Containers are a solution to the problem of moving software from one computing environment to another in a reliable manner. This could be a developer's laptop to a test environment, a staging environment to production, or a physical machine in a data center to a virtual machine in a private or public cloud.
Problems arise when the supporting software environment is not identical. You're going to test using Python 2.7, and then it's going to run on Python 3 in production and something weird will happen. Or you will rely on the behavior of a specific version of an SSL library and another will be installed. You'll run your tests on Debian while production is on RedHat, and strange things will happen.
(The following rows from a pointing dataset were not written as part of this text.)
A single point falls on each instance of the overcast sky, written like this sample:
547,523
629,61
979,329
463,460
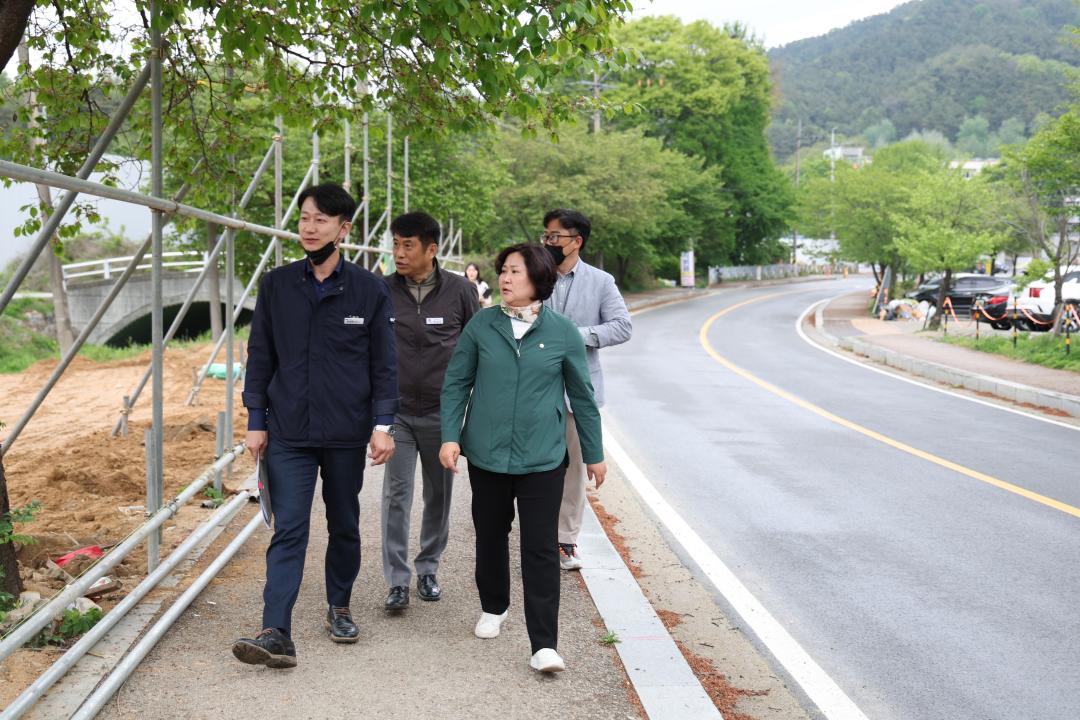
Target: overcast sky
777,22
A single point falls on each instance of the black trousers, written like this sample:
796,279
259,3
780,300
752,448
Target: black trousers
539,497
293,475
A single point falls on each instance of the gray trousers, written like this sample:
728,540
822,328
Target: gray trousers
415,436
572,510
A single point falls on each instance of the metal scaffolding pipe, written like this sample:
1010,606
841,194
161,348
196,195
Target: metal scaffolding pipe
230,334
27,174
66,662
247,290
390,165
64,203
156,489
278,182
193,291
348,157
29,627
77,345
131,661
367,195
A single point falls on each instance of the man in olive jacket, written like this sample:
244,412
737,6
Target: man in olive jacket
431,307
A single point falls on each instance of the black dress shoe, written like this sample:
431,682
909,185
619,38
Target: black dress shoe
340,625
271,648
428,587
396,598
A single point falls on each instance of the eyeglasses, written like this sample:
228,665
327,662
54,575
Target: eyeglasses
552,238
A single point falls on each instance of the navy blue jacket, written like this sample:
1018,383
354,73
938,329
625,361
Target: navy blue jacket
323,368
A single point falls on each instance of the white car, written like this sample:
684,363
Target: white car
1036,303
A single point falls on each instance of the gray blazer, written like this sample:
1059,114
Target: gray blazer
596,307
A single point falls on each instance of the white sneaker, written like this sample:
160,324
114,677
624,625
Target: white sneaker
568,557
547,660
489,625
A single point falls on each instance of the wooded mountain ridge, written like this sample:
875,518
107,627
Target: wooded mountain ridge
928,65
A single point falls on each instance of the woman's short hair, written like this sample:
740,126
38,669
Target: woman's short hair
538,266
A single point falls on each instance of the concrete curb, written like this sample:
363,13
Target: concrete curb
949,376
665,684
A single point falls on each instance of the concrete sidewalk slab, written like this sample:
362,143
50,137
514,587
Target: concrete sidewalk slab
424,663
840,320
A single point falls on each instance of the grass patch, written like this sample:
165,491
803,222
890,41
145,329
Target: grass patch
1038,349
21,347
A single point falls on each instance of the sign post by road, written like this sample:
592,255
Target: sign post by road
686,267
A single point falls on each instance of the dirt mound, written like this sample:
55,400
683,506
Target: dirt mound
92,486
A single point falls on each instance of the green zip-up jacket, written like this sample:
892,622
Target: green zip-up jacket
503,401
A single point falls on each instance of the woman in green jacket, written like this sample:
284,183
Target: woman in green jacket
503,408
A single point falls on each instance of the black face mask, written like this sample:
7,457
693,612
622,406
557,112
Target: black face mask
557,254
320,256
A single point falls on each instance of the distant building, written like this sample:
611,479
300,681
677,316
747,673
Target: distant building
972,167
853,155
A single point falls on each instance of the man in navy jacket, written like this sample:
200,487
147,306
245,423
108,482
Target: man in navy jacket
322,375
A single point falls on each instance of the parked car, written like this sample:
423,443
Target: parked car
1036,303
997,310
966,287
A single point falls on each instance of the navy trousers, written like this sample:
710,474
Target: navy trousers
293,475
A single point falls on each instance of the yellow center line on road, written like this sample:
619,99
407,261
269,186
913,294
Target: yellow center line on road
929,457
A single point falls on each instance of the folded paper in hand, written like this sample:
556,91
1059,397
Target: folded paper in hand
262,473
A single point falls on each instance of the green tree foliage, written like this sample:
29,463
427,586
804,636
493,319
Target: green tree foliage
863,205
944,227
1038,184
704,92
231,67
928,65
646,203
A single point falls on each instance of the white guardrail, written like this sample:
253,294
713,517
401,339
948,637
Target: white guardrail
110,267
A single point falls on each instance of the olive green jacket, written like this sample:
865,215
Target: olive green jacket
503,399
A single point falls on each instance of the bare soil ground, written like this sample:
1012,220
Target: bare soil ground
91,486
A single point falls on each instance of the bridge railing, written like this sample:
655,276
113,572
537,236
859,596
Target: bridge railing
109,268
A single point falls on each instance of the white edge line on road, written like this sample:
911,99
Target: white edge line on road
927,385
819,687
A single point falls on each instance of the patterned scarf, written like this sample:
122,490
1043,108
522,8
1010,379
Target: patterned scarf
526,314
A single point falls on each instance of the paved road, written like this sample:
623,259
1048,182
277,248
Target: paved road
922,592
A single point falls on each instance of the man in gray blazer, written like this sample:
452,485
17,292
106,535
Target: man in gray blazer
589,297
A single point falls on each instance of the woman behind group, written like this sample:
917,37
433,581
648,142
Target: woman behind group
472,274
511,368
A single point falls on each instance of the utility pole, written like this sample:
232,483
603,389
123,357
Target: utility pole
596,97
798,177
798,153
832,176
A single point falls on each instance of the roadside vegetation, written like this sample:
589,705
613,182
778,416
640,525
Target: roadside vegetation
1038,349
22,344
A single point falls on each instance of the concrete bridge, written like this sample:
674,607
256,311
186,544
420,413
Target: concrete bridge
127,318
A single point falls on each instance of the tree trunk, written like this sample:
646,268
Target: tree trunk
11,581
14,17
214,285
1063,258
935,322
62,313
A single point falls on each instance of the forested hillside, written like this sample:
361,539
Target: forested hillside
929,65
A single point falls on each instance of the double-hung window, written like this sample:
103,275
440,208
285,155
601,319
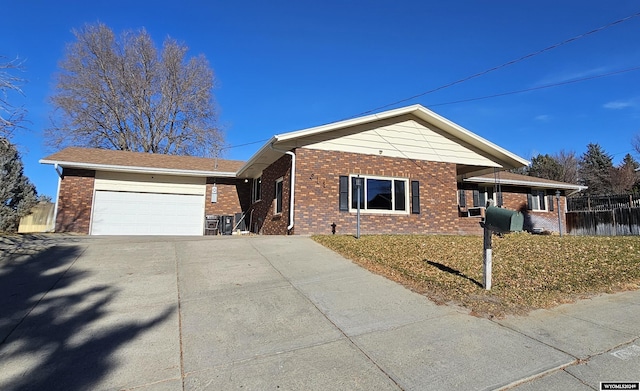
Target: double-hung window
278,196
379,194
256,190
536,200
485,193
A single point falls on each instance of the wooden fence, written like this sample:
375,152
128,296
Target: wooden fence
610,202
614,222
Its not always just different software that can cause problems. The networking topology might be different or the security policies and storage might be different but the software has to run on it.
Just as physical containers make the migration easy for all kinds of goods, software containers simplify the movement of applications and services.
How do containers solve this problem?
Simply put, a container consists of an entire runtime environment: an application, plus all its dependencies, libraries and other binaries, and configuration files needed to run it, bundled into one package. Differences in OS distributions and underlying infrastructure are abstracted away by containerizing the application platform and its dependencies.
What are containers?
Containers are a form of operating system virtualization. These are lightweight packages of your application code together with dependencies such as specific versions of programming language runtimes and libraries required to run your software services quickly and reliably from one computing environment to another.
Containers make it simple to share CPU, memory, storage, and network resources at the operating system level and provide a logical packaging mechanism for abstracting applications from the environment in which they run.
Benefits of containers
Containers simplify the development, testing, deployment, and redeployment of applications across multiple environments, from a developer's local laptop to an on-premises data center and even the cloud. Benefits of containers include:
1. Less overhead
Because they do not include operating system images, containers require fewer system resources than traditional or hardware virtual machine environments.
2. Increased portability
Containerized applications can be easily deployed to a variety of operating systems and hardware platforms.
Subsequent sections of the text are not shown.